Glypican-3 (GPC3) is the most well characterized and studied glypican. This is primarily due to the fact that humans that harbor mutations in the GPC3 gene on the X chromosome suffer from Simpson-Golabi-Behmel syndrome (SGBS).

SGBS is characterized as an overgrowth disorder. This syndrome is characterized by distinctive facial features that includes hypertelorism (widely spaced eyes), macrostomia (unusually large mouth), macroglossia (large tongue), abnormal palate, and a broad upturned nose. This constellation of facial features is commonly referred to as coarse facies or coarse facial features. For this reason it is important that the underlying cause be correctly diagnosed as many inherited disorders in metabolism result in the appearance of coarse facies.

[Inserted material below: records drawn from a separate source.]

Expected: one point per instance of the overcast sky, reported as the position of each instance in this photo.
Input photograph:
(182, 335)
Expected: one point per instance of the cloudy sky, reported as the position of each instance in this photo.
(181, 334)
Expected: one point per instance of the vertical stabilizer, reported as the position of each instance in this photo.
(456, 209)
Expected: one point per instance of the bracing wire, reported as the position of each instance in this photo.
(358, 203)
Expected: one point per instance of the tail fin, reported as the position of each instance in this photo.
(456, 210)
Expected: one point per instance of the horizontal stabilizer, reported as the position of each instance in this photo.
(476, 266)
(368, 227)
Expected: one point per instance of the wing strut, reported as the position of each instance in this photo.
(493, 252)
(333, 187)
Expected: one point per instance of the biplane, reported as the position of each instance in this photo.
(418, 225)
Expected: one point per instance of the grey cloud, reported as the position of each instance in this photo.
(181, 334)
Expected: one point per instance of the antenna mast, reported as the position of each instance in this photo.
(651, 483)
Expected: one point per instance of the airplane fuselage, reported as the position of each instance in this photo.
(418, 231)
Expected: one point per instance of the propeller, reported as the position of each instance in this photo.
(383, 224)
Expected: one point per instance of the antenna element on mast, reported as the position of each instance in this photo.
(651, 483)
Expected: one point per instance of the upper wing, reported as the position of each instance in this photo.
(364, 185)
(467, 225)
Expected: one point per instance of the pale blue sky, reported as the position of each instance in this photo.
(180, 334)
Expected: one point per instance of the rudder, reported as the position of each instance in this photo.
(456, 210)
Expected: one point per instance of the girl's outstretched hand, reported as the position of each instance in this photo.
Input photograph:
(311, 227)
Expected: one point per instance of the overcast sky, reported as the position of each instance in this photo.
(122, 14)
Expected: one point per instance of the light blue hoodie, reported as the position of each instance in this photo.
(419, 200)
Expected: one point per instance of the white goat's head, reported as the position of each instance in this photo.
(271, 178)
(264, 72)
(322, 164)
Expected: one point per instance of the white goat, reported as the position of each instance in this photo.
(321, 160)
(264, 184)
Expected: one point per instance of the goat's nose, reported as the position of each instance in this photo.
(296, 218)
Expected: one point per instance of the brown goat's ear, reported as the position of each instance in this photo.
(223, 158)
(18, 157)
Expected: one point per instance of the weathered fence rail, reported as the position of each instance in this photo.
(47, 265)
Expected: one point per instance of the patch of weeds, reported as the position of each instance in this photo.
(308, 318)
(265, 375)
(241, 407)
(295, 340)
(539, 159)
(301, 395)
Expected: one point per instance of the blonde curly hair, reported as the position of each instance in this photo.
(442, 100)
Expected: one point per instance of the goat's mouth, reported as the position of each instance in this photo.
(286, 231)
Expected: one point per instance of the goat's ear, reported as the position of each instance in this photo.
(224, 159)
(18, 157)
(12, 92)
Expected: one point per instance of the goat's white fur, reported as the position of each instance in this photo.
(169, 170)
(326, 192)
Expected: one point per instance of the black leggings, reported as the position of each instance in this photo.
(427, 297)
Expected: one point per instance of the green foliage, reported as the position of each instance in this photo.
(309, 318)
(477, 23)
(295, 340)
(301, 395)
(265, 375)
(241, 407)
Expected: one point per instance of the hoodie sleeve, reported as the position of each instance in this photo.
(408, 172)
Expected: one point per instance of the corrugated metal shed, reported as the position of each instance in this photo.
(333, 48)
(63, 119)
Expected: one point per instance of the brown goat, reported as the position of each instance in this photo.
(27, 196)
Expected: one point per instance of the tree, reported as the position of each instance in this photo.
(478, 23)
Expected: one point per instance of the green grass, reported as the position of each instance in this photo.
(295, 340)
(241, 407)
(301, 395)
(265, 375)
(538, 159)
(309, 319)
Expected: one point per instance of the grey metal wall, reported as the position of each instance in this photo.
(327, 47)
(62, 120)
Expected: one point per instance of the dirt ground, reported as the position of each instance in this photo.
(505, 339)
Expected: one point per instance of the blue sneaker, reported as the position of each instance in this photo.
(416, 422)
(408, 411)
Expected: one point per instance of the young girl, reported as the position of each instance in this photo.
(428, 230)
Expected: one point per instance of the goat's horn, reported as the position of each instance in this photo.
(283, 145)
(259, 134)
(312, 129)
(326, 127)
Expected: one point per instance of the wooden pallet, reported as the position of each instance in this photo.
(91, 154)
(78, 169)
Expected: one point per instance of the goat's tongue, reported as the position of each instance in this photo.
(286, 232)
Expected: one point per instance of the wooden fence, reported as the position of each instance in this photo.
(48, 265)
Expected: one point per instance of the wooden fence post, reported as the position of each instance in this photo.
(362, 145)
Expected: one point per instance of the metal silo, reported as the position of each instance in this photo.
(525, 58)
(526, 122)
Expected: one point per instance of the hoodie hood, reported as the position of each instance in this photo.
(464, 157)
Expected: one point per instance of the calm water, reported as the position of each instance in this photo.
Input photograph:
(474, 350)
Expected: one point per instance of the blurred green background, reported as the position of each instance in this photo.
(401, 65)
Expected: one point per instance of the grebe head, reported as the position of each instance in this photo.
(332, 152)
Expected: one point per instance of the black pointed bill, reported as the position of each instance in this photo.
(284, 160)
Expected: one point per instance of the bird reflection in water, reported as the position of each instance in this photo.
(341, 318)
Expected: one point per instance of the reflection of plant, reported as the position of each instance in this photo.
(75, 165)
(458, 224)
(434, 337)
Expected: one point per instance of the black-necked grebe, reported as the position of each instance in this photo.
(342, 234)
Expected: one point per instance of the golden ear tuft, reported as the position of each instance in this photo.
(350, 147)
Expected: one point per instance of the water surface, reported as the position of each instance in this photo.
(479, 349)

In addition to the facial abnormalities, infants with SGBS have chest and abdominal abnormalities, including one or more extra nipples, diastasis recti (abnormal opening in the abdominal muscles), umbilical herniation, or a diaphragmatic hernia (a hole in the diaphragm). Internally there are additional features of SGBS that include heart defects, malformed or abnormally large kidneys, hepatosplenomegaly, and skeletal abnormalities.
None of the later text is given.